Was the Hebrew lineage ever determined through the females in history?

Question:

Regarding biblical lineage: Was there ever a time in the course of history when Hebrew lineage was recorded through the female?

Answer:

Lineage was traced through the males throughout the Bible. The only exception is in the case of Jesus because his father was God. You can see this in all the lineages where the fathers are listed. Mothers appear only rarely in such lists.

Modern Jews claim the use of maternal descent based on "Nor shall you make marriages with them. You shall not give your daughter to their son, nor take their daughter for your son. For they will turn your sons away from following Me, to serve other gods; so the anger of the LORD will be aroused against you and destroy you suddenly" (Deuteronomy 7:3-4). Since verse 4 mentions turning the sons (in plural) away, they claim that it is referring to the descendants of the marriage and thus the argument that the mother determines the lineage.

Sadly, it stretches the actual statement. God told the Israelites not to intermarry with a select set of nations (Deuteronomy 7:1-2), not all other nations. The warning was against either taking husbands or wives from these nations because they would turn people away from God. "Sons" is being used in a generic sense to refer to both the men and women.

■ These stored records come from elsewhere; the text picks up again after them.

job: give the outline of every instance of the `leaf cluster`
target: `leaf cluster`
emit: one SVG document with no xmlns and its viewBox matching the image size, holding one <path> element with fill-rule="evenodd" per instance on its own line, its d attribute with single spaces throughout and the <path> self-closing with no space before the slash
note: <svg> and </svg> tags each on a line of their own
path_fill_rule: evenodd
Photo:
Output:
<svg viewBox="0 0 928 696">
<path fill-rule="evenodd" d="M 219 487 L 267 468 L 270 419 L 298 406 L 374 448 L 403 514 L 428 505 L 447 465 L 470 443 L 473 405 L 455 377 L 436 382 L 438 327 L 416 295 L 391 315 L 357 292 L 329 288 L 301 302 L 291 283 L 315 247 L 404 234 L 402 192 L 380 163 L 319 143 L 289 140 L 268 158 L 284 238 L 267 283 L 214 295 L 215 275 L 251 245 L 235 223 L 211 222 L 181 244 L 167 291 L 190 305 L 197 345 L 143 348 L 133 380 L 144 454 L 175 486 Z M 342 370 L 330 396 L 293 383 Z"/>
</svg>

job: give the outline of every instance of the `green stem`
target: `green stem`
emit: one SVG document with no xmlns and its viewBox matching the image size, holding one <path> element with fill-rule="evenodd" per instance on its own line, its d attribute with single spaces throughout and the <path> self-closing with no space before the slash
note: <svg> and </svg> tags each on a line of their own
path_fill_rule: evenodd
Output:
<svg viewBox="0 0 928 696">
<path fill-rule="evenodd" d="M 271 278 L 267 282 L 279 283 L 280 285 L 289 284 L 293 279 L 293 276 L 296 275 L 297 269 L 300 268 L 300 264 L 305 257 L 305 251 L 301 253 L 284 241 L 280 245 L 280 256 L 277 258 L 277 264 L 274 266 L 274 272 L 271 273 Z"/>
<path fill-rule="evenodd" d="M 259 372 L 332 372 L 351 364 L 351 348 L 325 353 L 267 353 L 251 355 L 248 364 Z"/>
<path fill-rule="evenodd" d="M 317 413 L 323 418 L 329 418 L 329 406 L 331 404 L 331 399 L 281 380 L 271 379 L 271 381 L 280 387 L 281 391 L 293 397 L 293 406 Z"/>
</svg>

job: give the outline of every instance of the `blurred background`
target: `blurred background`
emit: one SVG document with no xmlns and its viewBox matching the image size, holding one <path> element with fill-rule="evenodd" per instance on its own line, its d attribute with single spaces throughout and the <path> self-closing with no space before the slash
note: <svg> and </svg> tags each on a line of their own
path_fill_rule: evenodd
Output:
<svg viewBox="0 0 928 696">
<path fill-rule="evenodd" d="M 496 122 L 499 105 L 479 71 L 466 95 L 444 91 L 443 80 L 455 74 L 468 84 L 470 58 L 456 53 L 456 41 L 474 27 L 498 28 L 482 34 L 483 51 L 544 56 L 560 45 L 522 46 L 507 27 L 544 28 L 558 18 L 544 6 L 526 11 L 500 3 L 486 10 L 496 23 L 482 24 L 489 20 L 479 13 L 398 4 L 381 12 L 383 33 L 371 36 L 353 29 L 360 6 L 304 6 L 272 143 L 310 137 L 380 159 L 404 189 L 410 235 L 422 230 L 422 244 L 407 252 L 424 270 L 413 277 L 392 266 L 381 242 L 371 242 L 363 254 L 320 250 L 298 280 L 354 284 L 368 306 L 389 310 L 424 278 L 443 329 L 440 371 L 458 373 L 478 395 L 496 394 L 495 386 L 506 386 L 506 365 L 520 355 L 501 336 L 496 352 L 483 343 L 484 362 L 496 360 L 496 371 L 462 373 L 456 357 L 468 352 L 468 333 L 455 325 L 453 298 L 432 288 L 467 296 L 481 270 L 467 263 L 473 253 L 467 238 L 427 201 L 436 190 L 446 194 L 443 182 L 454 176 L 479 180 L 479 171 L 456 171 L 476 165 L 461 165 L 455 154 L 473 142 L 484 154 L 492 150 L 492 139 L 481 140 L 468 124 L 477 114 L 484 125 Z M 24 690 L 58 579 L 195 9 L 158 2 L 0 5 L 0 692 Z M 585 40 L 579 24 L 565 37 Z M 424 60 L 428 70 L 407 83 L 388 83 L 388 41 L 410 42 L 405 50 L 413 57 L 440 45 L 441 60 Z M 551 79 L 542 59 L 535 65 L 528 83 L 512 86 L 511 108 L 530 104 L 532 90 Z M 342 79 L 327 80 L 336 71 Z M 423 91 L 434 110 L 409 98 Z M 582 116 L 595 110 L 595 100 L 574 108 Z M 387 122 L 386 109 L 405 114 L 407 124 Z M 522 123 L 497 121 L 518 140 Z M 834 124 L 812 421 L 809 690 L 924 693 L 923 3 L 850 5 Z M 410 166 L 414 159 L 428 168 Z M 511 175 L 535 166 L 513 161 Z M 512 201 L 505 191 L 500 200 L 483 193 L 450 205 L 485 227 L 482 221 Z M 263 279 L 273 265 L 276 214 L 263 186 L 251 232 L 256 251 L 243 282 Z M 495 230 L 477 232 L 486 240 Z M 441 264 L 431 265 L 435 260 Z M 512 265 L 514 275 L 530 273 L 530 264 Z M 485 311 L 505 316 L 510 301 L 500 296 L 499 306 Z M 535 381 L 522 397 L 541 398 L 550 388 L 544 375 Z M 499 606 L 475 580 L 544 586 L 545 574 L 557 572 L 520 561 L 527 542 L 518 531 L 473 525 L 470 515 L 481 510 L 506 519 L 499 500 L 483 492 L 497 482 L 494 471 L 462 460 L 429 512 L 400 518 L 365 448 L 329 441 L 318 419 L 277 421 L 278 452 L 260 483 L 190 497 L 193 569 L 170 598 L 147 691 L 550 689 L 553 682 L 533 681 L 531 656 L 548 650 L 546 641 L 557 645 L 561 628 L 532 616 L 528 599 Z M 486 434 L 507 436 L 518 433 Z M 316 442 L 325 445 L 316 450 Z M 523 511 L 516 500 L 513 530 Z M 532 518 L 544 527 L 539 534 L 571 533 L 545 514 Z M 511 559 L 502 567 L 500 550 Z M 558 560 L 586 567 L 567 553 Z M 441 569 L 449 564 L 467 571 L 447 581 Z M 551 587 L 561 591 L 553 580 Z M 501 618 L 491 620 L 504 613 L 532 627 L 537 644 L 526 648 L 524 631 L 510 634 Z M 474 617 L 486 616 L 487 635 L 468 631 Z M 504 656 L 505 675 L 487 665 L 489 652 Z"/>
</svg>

Another verse used is "Now the son of an Israelite woman, whose father was an Egyptian, went out among the children of Israel; and this Israelite woman's son and a man of Israel fought each other in the camp" (Leviticus 24:10). They then point out that her son was counted as an Israelite. What they ignore, however, are the cases where a descendant of Israel married non-Hebrew women and their children were counted as well. For example, Jacob, ancestor of the kings of Israel, had children by two non-Hebrew women. "And Judah saw there a daughter of a certain Canaanite whose name was Shua, and he married her and went in to her" (Genesis 38:2). His second wife, Tamar, also appears to be not of Hebrew descent. Joseph's wife was an Egyptian and his two sons Manasseh and Ephraim were the founders of two of the tribes of Israel. The usual way of avoiding the obvious is to claim that these men's wives all converted to Judaism. Yet, could that not be claimed for the woman whose husband was an Egyptian?

Yet another argument is that in "And Shechaniah the son of Jehiel, one of the sons of Elam, spoke up and said to Ezra, "We have trespassed against our God, and have taken pagan wives from the peoples of the land; yet now there is hope in Israel in spite of this. Now therefore, let us make a covenant with our God to put away all these wives and those who have been born to them, according to the advice of my master and of those who tremble at the commandment of our God; and let it be done according to the law" (Ezra 10:2-3). Much is made of the fact that only the men are mentioned as putting away their foreign wives and their children. The argument is that if the children were Israelites, they could not be put away. What is glossed over is that no child of certain nationalities could be counted as Israelites. "An Ammonite or Moabite shall not enter the assembly of the LORD; even to the tenth generation none of his descendants shall enter the assembly of the LORD forever" (Deuteronomy 23:3). Notice the "his," and understand that it is generic for male or female. If an Israelite woman married a Moabite man, their children would not be counted as Israelites either.

The maternal lineage is traced to the Mishnah, the codification of Jewish oral traditions. "The Mishnah (Kiddushin 3:12) states that to be a Jew, one must be either the child of a Jewish mother or a convert to Judaism" ["Matrilineality" in Wikipedia]. It was something that developed over the years but doesn't appear to have been prominent at least through the days of Jesus.